Je me souviens des années auparavant après avoir lu Les Frères Karamazov, dernier roman d’un de mes écrivains favoris, Fiodor Dostoïevski, prise d’un certain malaise. L’histoire que raconte Dostoïevski n’est pas anodine. Celle d’un père impudique et vulgaire et de ses trois fils et l’histoire du parricide commis par l’un d’eux. Que de plus aberrant et ignoble qu’un parricide. Les Grecs ont en parlé dans leur tragédie et mythe. Shakespeare y revient dans ses pièces. L’enfant qui tue le père. Le serf qui tue son maitre. L’homme qui se retourne contre son progéniteur, sa source même de vie.

Et pourtant, en lisant l’histoire telle qu’écrite par Dostoïevski, je me suis sentie toute proche du criminel plutôt que de la victime. Je voulais coûte que coûte que le crime soit parfait et que jamais que le fils ne soit découvert dans son acte affreux si répréhensible, devenu dans mes yeux de lectrice presque légitime.
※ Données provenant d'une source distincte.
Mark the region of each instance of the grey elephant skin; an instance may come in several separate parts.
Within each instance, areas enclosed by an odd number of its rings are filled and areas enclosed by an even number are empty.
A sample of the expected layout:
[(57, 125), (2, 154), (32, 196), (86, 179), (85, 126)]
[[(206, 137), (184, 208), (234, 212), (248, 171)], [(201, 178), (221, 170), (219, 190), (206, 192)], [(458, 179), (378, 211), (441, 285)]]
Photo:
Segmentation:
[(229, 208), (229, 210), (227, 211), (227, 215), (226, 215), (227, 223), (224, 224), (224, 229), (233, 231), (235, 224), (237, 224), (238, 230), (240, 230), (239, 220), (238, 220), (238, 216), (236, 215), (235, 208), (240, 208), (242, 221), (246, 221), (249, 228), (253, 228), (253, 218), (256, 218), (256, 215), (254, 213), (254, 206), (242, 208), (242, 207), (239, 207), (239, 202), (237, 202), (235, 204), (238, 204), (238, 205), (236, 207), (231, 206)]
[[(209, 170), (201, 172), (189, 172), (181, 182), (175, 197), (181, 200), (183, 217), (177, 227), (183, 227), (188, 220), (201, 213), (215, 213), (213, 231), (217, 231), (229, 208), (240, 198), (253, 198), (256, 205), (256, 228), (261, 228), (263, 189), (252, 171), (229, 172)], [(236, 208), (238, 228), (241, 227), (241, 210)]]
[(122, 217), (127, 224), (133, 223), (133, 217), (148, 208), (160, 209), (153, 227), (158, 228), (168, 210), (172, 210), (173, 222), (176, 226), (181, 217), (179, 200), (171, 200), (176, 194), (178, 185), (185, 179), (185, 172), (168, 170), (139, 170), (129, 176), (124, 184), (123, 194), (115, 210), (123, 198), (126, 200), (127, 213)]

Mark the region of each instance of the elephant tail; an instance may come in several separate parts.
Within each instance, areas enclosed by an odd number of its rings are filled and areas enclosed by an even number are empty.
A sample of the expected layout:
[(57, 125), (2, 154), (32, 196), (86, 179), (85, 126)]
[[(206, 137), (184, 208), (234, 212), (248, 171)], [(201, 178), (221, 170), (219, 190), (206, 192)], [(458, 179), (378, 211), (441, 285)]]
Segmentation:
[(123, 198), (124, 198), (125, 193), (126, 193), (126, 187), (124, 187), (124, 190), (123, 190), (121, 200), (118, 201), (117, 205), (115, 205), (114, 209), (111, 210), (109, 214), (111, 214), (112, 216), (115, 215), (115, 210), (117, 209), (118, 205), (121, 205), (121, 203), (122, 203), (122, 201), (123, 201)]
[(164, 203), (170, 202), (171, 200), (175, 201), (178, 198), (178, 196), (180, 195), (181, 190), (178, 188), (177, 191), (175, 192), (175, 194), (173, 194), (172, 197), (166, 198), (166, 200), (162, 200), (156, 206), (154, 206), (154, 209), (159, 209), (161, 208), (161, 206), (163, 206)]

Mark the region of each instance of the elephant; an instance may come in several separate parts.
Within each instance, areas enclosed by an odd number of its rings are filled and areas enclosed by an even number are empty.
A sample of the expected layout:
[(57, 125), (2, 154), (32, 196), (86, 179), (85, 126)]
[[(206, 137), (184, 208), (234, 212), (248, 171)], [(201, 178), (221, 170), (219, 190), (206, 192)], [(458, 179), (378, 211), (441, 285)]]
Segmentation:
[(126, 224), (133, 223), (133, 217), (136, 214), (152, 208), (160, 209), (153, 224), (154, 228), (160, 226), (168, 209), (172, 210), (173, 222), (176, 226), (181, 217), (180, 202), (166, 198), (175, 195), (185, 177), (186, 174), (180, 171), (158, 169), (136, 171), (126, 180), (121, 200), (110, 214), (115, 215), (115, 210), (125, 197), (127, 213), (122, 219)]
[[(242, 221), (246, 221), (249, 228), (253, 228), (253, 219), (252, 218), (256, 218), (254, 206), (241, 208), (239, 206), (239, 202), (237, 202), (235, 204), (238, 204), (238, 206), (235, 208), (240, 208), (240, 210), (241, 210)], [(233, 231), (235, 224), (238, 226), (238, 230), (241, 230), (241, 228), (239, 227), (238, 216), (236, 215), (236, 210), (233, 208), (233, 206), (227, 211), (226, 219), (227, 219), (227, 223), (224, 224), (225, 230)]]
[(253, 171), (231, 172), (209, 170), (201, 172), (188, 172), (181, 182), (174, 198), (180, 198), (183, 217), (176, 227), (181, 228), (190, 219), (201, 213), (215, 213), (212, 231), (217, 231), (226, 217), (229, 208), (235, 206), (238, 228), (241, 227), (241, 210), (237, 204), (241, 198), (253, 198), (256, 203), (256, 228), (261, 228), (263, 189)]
Le génie littéraire de Dostoïevski m’a ensorcelé.

Le temps d’une lecture, les dogmes si bien parfaitement alignés dans nos têtes se sont affaissés. Le mal devient le bien et le mal devient le bien. Le monde s’arrête.

Ce n’est pas pour rien que les frères Karamazov est considéré comme l’un des chefs-d’œuvre mondiaux de la littérature. Rendre le bourreau, victime ou aller au-delà de nos croyances et des normes établies par nos sociétés et poser les questions qui dérangent : qui est vraiment le bourreau et qui sont les victimes?

Des questions philosophiques, complexes et profondes auxquelles David Ménard essaie d’y répondre en choisissant de nous livrer l’histoire de la belle-mère au lieu d’Aurore, l’enfant martyre. Faire le chemin inverse. Remonter péniblement la pente au lieu de la dévaliser les escaliers en toute vitesse. S’imaginer la version de la méchante, devenir sa confidente, devenir celle qui la poursuit aux confins de son esprit et dans les moindres recoins de son souffle.

Une écriture simple et sophistiquée que j’ai beaucoup appréciée et qui m’ont fait connaitre l’un des crimes et le procès les plus sombres du Québec.

Les opinions exprimées dans cet article n’engagent que leurs auteur(e)s et ne sauraient refléter la position d’ONFR+ et du Groupe Média TFO.